A ideia de Ruivo não surgiu em função de um TCC, nem devido a um projeto de iniciação científica (PIC), mas da capacidade de identificar com precisão um problema. Habilidade que, dizem os educadores, é uma das várias competências estimuladas pela participação em feiras de ciência e tecnologia e criação de grandes projetos de fim de curso.
Habilidades e competências
“Talvez, mais importante do que aplicar o que aprendeu, seja identificar qual é o verdadeiro problema. Na hora que o aluno faz isso, a solução passa a ser tão importante que o estudante não mede esforços para encontrá-la. O aluno se envolve. Em vez de fazer a atividade por causa da nota, faz porque procura uma resposta”, defende Roseli de Deus Lopes, professora da escola politécnica da Universidade de São Paulo e coordenadora geral da Febrace.
Entre outras competências que a pedagogia de projetos estimula estão a expressão oral, planejamento, liderança, trabalho em equipe, persistência. De acordo com Roseli, as ferramentas que permitem inovar dentro da sala de aula compõem “uma forma de o aluno aprofundar o conhecimento, de desenvolver a capacidade de observação, de ter rigor ao descrever e ao propor uma questão”.

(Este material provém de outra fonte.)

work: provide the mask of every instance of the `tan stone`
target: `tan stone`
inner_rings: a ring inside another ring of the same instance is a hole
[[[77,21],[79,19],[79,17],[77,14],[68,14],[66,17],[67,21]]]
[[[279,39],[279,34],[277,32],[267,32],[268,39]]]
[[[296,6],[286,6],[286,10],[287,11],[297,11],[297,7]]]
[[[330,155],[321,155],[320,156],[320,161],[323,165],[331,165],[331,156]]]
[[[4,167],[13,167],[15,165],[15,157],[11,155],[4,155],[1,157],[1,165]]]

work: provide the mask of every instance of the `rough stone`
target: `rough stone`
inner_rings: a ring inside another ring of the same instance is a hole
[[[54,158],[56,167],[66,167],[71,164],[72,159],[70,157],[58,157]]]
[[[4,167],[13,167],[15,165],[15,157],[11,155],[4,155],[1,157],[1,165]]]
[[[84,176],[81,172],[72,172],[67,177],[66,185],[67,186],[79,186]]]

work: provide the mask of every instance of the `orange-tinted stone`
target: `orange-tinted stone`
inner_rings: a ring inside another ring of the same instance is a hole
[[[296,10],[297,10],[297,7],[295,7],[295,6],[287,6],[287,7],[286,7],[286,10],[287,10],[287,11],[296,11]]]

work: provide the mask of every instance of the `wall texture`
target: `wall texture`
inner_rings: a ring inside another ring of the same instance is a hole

O professor Almério Melquíades de Araújo, coordenador de ensino médio e técnico do Centro Paula Souza e coordenador da Feteps, concorda. Ressalta ainda o papel que o desenvolvimento de projetos tem na formação profissional: “Dar ao jovem a oportunidade de realizar projetos permite que ele desenvolva a confiança e a autoestima para que no mundo profissional se sinta capaz de inovar e de participar dos processos de melhoria dos produtos e serviços”.
Ouvir e ser ouvido são outras competências que acabam sendo estimuladas. Principalmente nos casos de projetos de produtos criados para outras pessoas usarem. É o caso do Tutor de Marcha, construído por uma equipe da turma noturna do curso técnico em mecânica-projetos da Etec Rosa Perrone Scavone, de Itatiba (SP). Ao todo, 40 alunos se dividiram em funções variadas, como se fossem uma empresa. O objetivo era criar um aparelho similar a pernas mecânicas, que ajudasse pessoas com paraplegia a se locomover.
“Nosso professor orientador, Leonardo Januário da Silva, mostrou um vídeo dos Estados Unidos e uma pessoa paraplégica andando com ajuda de um equipamento. Nossa iniciativa foi juntar a turma toda para desenvolver um dispositivo similar, de menor custo. O preço de um aparelho assim é bem alto. Chegamos a cotar produtos acima de R$ 30 mil”, explica Renato Zanella, 18, um dos que participaram do projeto. O primeiro protótipo não deu certo. “Saiu superdimensionado e pesado. A gente não sabia que tinha diferentes tipos de pessoas com deficiência. Mostramos a uma fisioterapeuta, ela disse que não dava para trabalhar com aquele aparelho. Então ela nos orientou e fizemos outro modelo”, lembra o estudante. O resultado final foi testado e aprovado pela especialista.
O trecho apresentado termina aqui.